The Manager’s Guide to Integrating Artificial Intelligence into Workforce Development

Lynn Martelli
Lynn Martelli

Almost every manager out there can name two or three people on their team that they’re legitimately developing. They get PowerPoint guidance, if not a formal development chat. The rest get a quarterly check-in and maybe access to that shared folder of PDF modules. This isn’t neglect – it’s math. There are only so many hours, and personalized coaching doesn’t scale when you’re the manager of 20, or 50, or 100 people. AI doesn’t solve the leadership part of that problem, but it does solve the scalability part. And that’s the distinction worth building your strategy around.

What AI Actually Does In A Training Context

Before you start pushing anything out the door, it’s easier to navigate the hype and confusion if you’re brutally straightforward about where AI starts to pay off, and where it doesn’t. The most obvious applications tend to look like three things: figuring out what people need to learn, serving up the answer at the best possible moment for it to be absorbed, and keeping an eye on whether it did the job. Skills gap analysis tends to be where the lights get switched on. Instead of relying on annual performance reviews, which are subjective, delayed, and often shaped more by recency than reality – AI can pool together your role evaluations, project outcomes, even workflow data to see where your team is falling short of what your business actually needs from you in the next 12 months.

Most often, those business estimates indicate that 44% of your team’s skills will be irrelevant in the next five years (source: The World Economic Forum, Future of Jobs Report 2023). That’s not some disconnected future, by the way. That’s a planning problem sitting on your desk top this second. When the shortages are identified, adaptive learning platforms can create entire tailored curricula for you, without L&D susceptibility to creating everything themselves at some stage for every single role or level. Generative AI can handle a bundle of the early heavy lifting around drafts, scenarios, and assessments and leave you developing in days what formerly took you weeks in the form of instructional design. If you’re comparing tools at that stage, understanding what’s available specifically for AI for employee training will save you from evaluating platforms built for use cases that don’t match your needs.

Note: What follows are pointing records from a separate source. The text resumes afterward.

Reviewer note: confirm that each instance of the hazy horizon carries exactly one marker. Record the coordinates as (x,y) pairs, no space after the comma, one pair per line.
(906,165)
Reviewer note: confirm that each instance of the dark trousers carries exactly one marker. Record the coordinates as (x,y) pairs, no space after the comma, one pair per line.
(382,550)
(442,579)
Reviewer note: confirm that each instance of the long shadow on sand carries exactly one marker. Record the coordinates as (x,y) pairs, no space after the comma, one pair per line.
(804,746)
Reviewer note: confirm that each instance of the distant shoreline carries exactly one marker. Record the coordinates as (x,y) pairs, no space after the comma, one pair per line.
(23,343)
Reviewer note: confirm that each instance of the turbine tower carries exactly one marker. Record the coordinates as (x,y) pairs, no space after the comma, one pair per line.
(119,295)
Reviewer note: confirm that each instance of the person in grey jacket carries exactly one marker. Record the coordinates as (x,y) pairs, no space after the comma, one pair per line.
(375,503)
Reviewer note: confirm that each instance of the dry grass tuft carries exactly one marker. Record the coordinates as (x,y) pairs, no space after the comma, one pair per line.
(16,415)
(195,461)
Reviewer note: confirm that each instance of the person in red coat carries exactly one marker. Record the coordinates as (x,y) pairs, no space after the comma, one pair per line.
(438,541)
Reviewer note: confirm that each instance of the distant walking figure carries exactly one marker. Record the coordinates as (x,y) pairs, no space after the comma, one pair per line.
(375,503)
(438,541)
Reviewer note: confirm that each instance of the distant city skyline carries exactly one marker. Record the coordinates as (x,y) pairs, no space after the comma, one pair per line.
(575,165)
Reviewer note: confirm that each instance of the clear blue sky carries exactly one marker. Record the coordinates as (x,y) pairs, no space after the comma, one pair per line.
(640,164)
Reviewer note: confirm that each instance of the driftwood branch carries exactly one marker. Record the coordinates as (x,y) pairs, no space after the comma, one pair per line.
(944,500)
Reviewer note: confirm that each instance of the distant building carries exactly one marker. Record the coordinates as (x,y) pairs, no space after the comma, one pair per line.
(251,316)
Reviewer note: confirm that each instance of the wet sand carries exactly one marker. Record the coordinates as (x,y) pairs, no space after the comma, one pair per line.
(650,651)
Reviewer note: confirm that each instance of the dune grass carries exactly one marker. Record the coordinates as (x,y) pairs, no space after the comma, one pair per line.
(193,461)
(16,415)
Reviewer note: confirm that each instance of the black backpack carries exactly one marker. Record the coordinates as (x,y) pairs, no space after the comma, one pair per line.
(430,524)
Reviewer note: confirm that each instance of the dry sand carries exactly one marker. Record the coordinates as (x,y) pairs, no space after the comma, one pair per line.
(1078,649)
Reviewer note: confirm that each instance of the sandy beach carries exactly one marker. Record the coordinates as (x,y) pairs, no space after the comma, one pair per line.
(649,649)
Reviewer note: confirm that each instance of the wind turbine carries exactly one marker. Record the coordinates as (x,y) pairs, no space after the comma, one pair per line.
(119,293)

The Parts Managers Still Own

Where integration goes wrong is when you hand your L&D function over to the algorithm without maintaining control. These AI systems are trained on recorded data and if that data is biased, the AI will make biased suggestions at scale.

For example, if more men than women in your company have traditionally been promoted into certain roles, and an AI makes suggestions about potential career paths based on that trend, it will automatically suggest those paths less frequently to women employees. This isn’t the AI’s fault. It’s a logical result of the function it has been programmed to perform.

All of this means nothing more than the fact that managers need to have one eye on AI-generated suggestions at all times and regularly question: who is this path not being offered to?

Human-in-the-loop review isn’t an optional extra though. It’s the difference between having AI as a training assist and AI as the trainer. Today’s versions simply throw up patterns in the data and suggest delivery opportunities. Human operators are required to determine if those patterns are revealing something we want out of our training or something we’d like to correct.

There’s a more subtle point at play as well and that’s the creation of a culture where employees view AI as a spy in the camp, assessing their every move and decision in preparation for reporting back to management. People who see their AI this way won’t engage in training with it in good faith. The answer to this, as usual, is better education: making employees AI literate, showing them how to deploy the tool, what to look for and how to interpret the results. When they feel in control, they won’t feel surveyed.

Measuring Whether It’s Working

Previously, the Return on Investment (ROI) on training was hard to determine due to the amount of time between when employees took a training seminar and when it often impacted their performance and results. Additionally, it is challenging to determine how much performance change is due to training versus other factors. AI training can measure the effectiveness of training earlier in the chain and provide greater detail on links between training and performance. For example, predictive analytics can identify which classes or programs might have the strongest ties to what you want to achieve.

Start With One Problem, Not A Platform

Effective managers who successfully implement AI solutions into workforce development do not begin by making a purchase. Instead, they carefully pinpoint a single, real pain point within their organization – such as unnoticed skills gaps or overly burdensome compliance tracking – and then source a lightweight, easy-to-use tool to address it. This approach ensures that their team has a positive, tangible confrontation with AI as a helpful, rather than disruptive, technology.

Moreover, it ensures that you will have real performance data to consider before any decision to scale the implementation. Ultimately, the objective is not the adoption of AI itself, but rather achieving a more capable, skilled, and engaged team or organization this year than last. AI is simply one of several increasingly effective tools available to help achieve that goal.